Tocilizumab and/or corticosteroids were used to treat CRS in 20 percent and neurologic symptoms in 17 percent of patients (see Table for details).
| CRS | Neurologic Events | |
|---|---|---|
| Tocilizumab only | 10% | <1% |
| Corticosteroids only | 2% | 13% |
| Both tocilizumab and corticosteroids | 8% | 3% |
| Vasopressors | 3% | <1% |
A prior analysis of 102 patients in the TRANSCEND NHL 001 study also showed low incidence of severe CRS or neurologic events (J Clin Oncol 2019;37(15 suppl). However, severe grade 3-4 toxicity was associated with a 328 percent increase in costs compared to milder toxicity, with costs driven mainly by hospitalizations.
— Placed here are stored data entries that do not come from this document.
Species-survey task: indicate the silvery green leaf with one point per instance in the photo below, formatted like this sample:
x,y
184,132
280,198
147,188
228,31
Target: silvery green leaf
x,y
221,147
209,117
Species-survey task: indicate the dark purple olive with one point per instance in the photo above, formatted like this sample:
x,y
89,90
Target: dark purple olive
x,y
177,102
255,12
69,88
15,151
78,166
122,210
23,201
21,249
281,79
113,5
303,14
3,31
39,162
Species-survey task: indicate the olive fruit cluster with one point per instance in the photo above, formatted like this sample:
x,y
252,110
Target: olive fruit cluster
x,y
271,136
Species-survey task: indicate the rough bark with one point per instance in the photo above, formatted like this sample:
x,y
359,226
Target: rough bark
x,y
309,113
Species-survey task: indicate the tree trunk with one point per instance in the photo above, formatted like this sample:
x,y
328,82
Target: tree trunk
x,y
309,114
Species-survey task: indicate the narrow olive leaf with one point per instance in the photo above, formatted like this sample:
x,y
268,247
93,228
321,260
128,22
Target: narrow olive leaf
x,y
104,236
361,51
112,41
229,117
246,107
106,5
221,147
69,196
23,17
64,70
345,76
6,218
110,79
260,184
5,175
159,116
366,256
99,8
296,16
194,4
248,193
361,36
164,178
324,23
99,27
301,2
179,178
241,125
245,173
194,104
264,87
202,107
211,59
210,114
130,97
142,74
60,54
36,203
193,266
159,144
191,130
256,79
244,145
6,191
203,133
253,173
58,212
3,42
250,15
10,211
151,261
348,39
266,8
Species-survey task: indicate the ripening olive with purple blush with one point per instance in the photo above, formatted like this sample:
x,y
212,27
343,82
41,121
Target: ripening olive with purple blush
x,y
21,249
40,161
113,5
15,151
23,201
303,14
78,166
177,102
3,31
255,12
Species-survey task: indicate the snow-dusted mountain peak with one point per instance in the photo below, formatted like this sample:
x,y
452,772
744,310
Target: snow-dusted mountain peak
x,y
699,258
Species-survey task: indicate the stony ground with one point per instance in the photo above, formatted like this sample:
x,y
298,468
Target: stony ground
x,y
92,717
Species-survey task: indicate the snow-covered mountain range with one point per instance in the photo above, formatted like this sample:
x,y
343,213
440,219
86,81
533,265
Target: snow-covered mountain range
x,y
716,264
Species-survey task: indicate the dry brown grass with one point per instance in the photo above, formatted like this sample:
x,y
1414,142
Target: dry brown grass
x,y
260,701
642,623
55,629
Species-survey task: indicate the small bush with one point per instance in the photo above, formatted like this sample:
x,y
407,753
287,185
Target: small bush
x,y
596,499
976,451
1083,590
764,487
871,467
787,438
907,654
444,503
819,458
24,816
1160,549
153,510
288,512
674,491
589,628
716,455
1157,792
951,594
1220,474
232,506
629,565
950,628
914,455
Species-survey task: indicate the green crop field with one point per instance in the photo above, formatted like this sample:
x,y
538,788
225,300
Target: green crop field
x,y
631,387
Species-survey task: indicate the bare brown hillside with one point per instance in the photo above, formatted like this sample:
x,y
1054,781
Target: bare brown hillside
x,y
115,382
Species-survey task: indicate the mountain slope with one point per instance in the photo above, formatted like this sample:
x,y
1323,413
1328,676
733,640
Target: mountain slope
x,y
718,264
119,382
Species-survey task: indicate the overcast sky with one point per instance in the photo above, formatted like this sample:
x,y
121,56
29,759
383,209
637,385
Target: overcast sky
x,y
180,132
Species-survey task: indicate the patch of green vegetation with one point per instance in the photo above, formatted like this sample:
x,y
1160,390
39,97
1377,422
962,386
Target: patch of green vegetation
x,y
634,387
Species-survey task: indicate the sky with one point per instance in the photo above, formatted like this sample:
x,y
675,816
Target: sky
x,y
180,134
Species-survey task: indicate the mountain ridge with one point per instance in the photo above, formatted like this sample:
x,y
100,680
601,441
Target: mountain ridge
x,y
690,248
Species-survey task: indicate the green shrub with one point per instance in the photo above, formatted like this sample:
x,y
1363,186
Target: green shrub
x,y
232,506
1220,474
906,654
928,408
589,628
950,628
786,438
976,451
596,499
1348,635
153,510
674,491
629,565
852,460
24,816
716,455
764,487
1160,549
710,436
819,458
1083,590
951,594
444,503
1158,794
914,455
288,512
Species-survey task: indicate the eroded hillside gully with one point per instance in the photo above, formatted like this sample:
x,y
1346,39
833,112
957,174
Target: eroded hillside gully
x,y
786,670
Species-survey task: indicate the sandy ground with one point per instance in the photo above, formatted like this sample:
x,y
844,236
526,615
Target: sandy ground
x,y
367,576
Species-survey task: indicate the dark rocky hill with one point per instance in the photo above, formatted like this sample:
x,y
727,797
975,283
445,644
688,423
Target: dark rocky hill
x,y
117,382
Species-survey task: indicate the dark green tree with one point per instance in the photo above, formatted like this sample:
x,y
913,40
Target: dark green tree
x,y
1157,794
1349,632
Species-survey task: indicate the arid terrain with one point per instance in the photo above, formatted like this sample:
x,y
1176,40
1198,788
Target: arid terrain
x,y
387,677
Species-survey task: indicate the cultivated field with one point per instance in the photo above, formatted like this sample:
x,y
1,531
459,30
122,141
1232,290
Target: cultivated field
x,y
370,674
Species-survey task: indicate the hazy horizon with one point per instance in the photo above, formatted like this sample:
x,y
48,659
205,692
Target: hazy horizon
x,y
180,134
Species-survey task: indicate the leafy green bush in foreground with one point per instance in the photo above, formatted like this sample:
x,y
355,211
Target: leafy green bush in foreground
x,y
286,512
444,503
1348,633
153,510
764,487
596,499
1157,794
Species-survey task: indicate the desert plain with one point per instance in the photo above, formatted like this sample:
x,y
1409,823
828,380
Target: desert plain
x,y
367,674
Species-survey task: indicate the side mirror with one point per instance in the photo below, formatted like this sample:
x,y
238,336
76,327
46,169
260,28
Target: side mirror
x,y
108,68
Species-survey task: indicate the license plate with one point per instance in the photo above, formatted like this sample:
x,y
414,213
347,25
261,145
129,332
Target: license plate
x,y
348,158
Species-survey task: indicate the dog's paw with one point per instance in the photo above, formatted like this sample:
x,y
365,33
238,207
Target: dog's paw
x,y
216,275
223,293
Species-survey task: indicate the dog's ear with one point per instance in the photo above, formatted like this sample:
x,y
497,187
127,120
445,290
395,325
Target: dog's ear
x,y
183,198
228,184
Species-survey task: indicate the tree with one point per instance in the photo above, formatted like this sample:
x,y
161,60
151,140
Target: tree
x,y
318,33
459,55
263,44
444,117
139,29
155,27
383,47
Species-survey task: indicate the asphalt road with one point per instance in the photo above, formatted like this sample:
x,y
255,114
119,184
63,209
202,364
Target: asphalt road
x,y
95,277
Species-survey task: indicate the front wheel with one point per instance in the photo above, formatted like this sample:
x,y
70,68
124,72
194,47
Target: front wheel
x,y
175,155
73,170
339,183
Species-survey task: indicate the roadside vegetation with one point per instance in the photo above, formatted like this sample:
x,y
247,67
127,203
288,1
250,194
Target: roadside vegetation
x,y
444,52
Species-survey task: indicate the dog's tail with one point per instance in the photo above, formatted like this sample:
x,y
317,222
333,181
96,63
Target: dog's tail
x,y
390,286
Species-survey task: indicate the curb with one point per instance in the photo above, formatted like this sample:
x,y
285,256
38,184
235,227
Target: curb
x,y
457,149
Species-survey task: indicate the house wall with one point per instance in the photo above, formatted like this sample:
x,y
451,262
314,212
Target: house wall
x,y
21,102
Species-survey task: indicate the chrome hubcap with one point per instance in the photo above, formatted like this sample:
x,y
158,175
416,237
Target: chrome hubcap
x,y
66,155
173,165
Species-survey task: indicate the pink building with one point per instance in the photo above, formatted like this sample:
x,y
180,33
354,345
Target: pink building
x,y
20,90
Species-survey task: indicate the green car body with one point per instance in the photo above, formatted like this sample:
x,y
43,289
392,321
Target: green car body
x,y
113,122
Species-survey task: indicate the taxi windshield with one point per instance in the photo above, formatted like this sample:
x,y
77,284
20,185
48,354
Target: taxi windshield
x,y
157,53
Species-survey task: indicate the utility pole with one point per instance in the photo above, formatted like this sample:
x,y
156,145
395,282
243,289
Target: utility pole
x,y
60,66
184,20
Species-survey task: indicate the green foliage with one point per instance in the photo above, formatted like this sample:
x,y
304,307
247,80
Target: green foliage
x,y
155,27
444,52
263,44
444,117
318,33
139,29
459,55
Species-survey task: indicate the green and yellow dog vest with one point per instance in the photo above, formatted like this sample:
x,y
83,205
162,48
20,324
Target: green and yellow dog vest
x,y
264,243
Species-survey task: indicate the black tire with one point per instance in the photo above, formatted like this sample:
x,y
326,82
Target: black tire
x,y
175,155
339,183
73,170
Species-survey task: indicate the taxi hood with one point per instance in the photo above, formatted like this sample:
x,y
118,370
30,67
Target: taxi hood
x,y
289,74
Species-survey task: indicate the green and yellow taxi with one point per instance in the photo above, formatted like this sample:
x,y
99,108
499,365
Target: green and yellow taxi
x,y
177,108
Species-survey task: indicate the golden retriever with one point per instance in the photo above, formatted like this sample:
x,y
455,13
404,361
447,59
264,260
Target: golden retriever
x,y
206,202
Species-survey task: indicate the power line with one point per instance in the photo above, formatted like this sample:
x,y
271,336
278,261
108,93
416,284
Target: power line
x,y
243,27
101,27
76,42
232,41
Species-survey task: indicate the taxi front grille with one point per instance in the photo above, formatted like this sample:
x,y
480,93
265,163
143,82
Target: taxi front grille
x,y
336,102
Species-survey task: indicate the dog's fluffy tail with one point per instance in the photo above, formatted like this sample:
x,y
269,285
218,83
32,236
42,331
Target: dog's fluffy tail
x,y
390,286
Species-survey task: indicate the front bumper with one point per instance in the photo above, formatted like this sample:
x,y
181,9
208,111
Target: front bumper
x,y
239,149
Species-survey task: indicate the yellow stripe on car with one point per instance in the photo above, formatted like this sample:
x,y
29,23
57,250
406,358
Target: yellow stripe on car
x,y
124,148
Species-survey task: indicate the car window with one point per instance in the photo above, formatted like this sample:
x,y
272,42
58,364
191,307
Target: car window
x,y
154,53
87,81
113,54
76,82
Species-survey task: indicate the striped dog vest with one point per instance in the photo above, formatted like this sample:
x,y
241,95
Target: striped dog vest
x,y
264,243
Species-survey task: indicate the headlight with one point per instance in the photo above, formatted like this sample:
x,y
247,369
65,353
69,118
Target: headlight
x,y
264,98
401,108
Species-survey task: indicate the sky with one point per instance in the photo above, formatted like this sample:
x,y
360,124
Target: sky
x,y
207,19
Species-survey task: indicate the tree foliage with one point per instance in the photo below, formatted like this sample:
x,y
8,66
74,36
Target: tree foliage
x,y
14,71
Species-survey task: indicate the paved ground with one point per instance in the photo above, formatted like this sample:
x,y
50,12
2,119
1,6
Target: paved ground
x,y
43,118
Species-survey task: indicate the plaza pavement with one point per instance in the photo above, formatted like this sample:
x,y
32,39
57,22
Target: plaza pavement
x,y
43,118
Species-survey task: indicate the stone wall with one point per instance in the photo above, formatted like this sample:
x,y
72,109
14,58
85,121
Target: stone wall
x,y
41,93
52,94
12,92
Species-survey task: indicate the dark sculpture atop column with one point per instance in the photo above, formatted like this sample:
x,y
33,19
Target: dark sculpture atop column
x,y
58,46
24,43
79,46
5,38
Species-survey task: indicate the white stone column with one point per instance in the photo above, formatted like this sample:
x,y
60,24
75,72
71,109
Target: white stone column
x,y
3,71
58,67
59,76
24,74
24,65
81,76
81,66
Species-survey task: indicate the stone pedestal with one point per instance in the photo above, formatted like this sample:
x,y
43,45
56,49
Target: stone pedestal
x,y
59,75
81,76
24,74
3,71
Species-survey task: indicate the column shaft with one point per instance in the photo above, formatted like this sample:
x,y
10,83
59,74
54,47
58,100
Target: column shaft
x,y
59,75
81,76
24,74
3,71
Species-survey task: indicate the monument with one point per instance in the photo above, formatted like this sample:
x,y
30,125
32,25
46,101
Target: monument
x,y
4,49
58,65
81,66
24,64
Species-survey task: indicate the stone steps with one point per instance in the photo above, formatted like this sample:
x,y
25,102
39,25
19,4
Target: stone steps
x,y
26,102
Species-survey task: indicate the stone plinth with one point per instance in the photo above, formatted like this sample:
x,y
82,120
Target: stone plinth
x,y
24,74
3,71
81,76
Abramson discussed ways to prevent severe CRS and neurologic events. “One way to reduce health care cost is to consider the rates of severe CRS and neurotoxicity when selecting among available CAR T-cell products, and select a product that is associated with less severe toxicity,” he noted. “This could mean selecting a 4-1 BB co-stimulated product like lisocabtagene maraleucel or tisagenlecleucel, relative to a CD28-costimulated product like axicabtagene ciloleucel.”
Another strategy could be earlier use of corticosteroids when managing CRS.
“Administering steroids at the time of grade 1 CRS instead of grade 2 or higher appeared to reduce the progression to severe CRS in a study with axicabtagene ciloleucel, which would be a favorable result in patients due to decreased severe toxicity, and to the healthcare system by decreasing costs,” he added.
Veronica Hackethal is a contributing writer.